Vladimir Putin dismissed Volodymyr Zelenskyy's call for direct talks last week, saying he saw no reason to meet and asserting that Russia remained on track to achieve all its war aims, including full control of the Donbas region. But the Kremlin leader's confidence is increasingly at odds with what is actually happening on the battlefield and in Russian skies.
Just one day after Putin's dismissal, Ukrainian forces struck the heart of Russian power with a coordinated drone attack on St Petersburg. Arsenals and a naval base were hit. The city's residents were ordered to shelter indoors. It was the second major assault on Russia's second-largest city in a week, and it underscored a shifting military reality: Ukraine has mastered advanced drone technology and is deploying it with devastating effect.
The damage extends well beyond symbolic victories. Ukrainian drones have systematically targeted vital ports, crippling Russia's oil production at a moment when Moscow hoped to capitalize on global energy market disruptions. Attacks on Moscow suburbs and other population centers are bringing the grinding consequences of war directly to Russian civilians, while the economy buckles under four years of conflict and international sanctions.
On the ground, the picture for Russia is even bleaker. Ukrainian forces liberated more territory in April and May than Russian troops managed to capture. Russian casualty rates have accelerated past recruitment levels. Ukraine is manufacturing drones at scale and continuously upgrading their capabilities, reaching a milestone where strikes launched exceeded strikes repelled for the first time.

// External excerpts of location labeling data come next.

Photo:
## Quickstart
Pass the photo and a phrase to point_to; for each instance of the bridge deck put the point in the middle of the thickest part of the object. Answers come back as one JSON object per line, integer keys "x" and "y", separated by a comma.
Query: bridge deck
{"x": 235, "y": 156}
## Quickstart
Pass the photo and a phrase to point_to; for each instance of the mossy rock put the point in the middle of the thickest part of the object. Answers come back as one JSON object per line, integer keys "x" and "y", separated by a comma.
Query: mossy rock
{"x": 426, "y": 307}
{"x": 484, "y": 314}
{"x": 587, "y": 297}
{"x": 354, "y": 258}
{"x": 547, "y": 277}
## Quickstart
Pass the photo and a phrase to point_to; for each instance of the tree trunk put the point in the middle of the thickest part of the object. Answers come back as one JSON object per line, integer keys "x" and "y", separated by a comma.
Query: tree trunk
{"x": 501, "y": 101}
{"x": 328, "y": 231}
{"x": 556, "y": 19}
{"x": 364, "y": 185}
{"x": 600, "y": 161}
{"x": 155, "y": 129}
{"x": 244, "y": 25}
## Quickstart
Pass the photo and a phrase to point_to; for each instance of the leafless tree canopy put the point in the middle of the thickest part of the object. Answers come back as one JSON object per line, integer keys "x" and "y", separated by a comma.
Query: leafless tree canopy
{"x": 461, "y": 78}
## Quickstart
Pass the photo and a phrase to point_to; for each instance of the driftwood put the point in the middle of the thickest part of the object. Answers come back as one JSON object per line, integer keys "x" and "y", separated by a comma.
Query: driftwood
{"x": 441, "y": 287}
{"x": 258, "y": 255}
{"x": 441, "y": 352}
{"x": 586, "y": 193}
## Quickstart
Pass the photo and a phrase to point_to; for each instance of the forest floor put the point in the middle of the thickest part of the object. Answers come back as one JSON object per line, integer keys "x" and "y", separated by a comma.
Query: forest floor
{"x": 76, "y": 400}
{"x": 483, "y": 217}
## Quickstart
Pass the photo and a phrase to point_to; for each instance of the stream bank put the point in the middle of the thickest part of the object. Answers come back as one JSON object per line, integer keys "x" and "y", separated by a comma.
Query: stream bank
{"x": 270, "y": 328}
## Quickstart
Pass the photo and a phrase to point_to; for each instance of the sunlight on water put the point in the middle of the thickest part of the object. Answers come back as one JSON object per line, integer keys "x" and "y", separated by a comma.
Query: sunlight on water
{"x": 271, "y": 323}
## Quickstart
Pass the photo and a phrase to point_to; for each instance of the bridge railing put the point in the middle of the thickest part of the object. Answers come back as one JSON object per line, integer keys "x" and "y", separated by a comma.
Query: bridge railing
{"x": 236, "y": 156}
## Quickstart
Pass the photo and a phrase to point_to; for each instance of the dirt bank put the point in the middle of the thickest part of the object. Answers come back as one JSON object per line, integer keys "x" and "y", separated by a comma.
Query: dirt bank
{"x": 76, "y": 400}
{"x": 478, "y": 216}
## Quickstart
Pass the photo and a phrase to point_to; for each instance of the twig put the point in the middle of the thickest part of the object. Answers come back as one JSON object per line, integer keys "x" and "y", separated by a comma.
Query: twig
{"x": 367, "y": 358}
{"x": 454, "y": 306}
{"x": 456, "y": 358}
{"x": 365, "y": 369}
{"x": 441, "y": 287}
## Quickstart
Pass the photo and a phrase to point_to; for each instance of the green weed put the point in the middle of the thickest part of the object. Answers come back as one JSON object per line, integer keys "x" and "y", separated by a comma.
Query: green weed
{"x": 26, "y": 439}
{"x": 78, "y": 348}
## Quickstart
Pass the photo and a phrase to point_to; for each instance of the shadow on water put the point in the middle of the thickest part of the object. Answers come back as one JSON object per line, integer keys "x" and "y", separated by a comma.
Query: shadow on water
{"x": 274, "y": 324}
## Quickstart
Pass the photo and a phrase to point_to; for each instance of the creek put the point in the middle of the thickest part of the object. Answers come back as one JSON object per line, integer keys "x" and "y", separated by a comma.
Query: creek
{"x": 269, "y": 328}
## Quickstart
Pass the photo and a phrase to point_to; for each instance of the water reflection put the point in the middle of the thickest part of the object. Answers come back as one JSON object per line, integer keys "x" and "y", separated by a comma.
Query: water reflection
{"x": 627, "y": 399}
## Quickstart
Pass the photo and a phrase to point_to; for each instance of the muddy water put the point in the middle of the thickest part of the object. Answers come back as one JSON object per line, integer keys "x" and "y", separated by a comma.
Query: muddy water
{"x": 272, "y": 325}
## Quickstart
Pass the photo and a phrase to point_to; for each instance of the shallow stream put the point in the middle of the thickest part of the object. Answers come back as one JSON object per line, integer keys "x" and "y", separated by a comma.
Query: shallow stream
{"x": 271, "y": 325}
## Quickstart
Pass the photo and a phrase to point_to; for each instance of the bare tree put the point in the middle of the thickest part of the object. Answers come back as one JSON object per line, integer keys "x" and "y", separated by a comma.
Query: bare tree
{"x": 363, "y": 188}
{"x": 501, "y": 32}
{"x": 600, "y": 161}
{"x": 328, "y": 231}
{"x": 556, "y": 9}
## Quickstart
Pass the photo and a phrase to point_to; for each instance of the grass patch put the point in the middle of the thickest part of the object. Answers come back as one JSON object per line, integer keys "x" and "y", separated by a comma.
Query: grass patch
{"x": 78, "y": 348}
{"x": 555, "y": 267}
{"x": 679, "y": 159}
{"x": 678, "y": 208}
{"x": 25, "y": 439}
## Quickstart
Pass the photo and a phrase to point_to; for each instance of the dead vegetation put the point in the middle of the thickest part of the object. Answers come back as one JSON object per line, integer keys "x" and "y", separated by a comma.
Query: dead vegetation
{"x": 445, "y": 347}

The cumulative effect has stalled Russia's spring offensive entirely. Senior Ukrainian officials now openly state what seemed unthinkable months ago: Russia is not winning. Putin faces mounting domestic pressure as he struggles to field enough troops to replace mounting losses.
Zelenskyy recently highlighted the critical need for anti-ballistic-missile systems to shield civilians from relentless Russian strikes on cities. European Union defense ministers are preparing fresh sanctions against Moscow, while peace negotiations are on the agenda for upcoming EU and G7 summits. With the United States absorbed in other crises, European leaders are signaling a readiness to take on greater responsibility in potential mediation efforts.
Any path to peace must begin with a genuine ceasefire, ironclad security guarantees for Ukraine, and an end to Russian demands for additional Ukrainian territory. Zelenskyy's country has withstood an illegal invasion longer than World War I lasted, and in doing so has shielded broader European security. The momentum Ukraine has fought so hard to build cannot be squandered now.
Author James Rodriguez: "Putin's refusal to negotiate while the battlefield turns against him may be his greatest miscalculation yet."